Hide estimates of completed stories and re-estimate them in the retrospective meeting.

  • Knowing what we know now, were they less or more than we thought?
  • What was the difference?
  • What were the factors?
  • What upcoming work shares those factors? We can reduce the risk of those items by increasing estimates and/or refining further.

## Scrum board Annotate cards with notes or risks. You can use shorthand or symbols with a legend.

Don’t use status columns like “Testing” unless there’s a work in progress (WIP) limit that forces you to clear the column before bringing more work forward.

If you do have a status column, it’s better to spin it as a “ready for testing” column (without a WIP limit) because it will expose capacity problems.

Ask ourselves: Is there no other way we can represent status?

  • Card size differentiates stories and tasks
  • Card colour differentiates feature stories and tech stories
  • Symbols for work type differentiate design and code, front end and back end, etc.
  • Symbols for complexity indicate when it’s easier to do it than explain it

Explore these solutions to address problems specific to our team.

Add physical “flags” to cards to represent blockers.

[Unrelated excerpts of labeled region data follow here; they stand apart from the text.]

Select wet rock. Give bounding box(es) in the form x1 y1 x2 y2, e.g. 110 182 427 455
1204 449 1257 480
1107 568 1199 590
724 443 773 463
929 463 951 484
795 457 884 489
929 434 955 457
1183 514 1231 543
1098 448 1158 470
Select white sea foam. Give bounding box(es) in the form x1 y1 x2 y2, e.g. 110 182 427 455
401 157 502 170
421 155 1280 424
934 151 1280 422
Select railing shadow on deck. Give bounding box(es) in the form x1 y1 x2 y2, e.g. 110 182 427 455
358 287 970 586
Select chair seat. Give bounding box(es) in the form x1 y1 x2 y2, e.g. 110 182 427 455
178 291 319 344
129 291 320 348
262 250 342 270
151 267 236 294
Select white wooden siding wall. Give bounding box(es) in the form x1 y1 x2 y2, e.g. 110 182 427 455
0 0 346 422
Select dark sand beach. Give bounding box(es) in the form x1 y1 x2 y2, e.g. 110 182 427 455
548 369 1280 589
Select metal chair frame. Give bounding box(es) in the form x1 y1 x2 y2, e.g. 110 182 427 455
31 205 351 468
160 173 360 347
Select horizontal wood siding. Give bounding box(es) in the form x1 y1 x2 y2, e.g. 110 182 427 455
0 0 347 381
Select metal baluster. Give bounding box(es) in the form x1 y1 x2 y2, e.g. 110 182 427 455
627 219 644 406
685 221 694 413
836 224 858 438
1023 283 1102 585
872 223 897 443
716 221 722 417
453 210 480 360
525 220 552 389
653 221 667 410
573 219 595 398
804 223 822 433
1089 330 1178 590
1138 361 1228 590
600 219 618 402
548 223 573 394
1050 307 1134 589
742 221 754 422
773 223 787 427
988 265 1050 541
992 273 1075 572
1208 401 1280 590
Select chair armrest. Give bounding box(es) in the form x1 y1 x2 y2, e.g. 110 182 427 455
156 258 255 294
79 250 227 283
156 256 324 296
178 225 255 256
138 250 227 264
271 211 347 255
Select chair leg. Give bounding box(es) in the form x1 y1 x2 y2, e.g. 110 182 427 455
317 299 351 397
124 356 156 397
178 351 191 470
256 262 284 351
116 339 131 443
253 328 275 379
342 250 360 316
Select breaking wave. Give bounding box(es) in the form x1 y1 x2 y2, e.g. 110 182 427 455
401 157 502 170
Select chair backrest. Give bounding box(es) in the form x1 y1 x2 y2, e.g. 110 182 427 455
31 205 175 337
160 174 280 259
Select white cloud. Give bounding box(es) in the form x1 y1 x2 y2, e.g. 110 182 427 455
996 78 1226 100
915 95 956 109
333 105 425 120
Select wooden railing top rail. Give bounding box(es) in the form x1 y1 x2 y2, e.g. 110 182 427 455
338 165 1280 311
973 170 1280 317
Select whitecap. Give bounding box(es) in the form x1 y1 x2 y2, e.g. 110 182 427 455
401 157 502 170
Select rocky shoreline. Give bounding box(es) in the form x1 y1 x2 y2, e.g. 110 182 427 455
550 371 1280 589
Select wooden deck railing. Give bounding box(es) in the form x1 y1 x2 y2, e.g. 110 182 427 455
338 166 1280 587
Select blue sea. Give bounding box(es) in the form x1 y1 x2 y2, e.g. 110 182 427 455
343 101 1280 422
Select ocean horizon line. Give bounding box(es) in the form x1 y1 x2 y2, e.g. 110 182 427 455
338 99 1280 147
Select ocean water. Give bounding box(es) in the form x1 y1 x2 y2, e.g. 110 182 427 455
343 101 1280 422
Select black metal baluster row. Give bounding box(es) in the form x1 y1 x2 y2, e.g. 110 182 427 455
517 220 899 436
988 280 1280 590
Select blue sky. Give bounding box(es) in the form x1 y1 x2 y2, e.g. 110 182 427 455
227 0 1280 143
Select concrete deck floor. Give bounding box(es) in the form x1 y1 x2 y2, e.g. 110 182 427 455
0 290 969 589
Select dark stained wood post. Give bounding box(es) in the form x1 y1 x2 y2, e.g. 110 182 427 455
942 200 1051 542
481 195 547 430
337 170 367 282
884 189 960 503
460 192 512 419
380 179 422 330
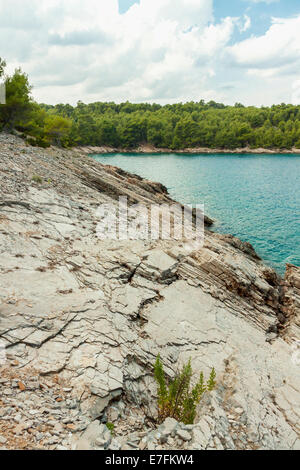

Leave flags on cards for the rest of the sprint so we can reference and discuss them in retrospective.

Other

Iterative development allows us to have time to do something about the “gaps”.

Scrum as a framework is the minimum — and you have to do the minimum.

Plan, design, estimate, test: Listen to whether these words are used as nouns or verbs. The value is in the verbs.

Kniberg on marginal value

Kniberg on release trains and feature toggles:

  • “Unmerged code hides problems and increases technical debt.”
  • Easier to test integration
  • Easier to A/B test

“Resources” are people. If developers are resources, management is overhead.

There are only two answers:

  • Who is responsible for…? The team.
  • For everything else, it depends.

Flip the definition of done: After a sprint, what is not done? Make a list. It could include tests, documentation, training, integration… What would be awesome? What could we ship that we would be really proud of?

“Agile doesn’t have best practices. It has good practices in context.”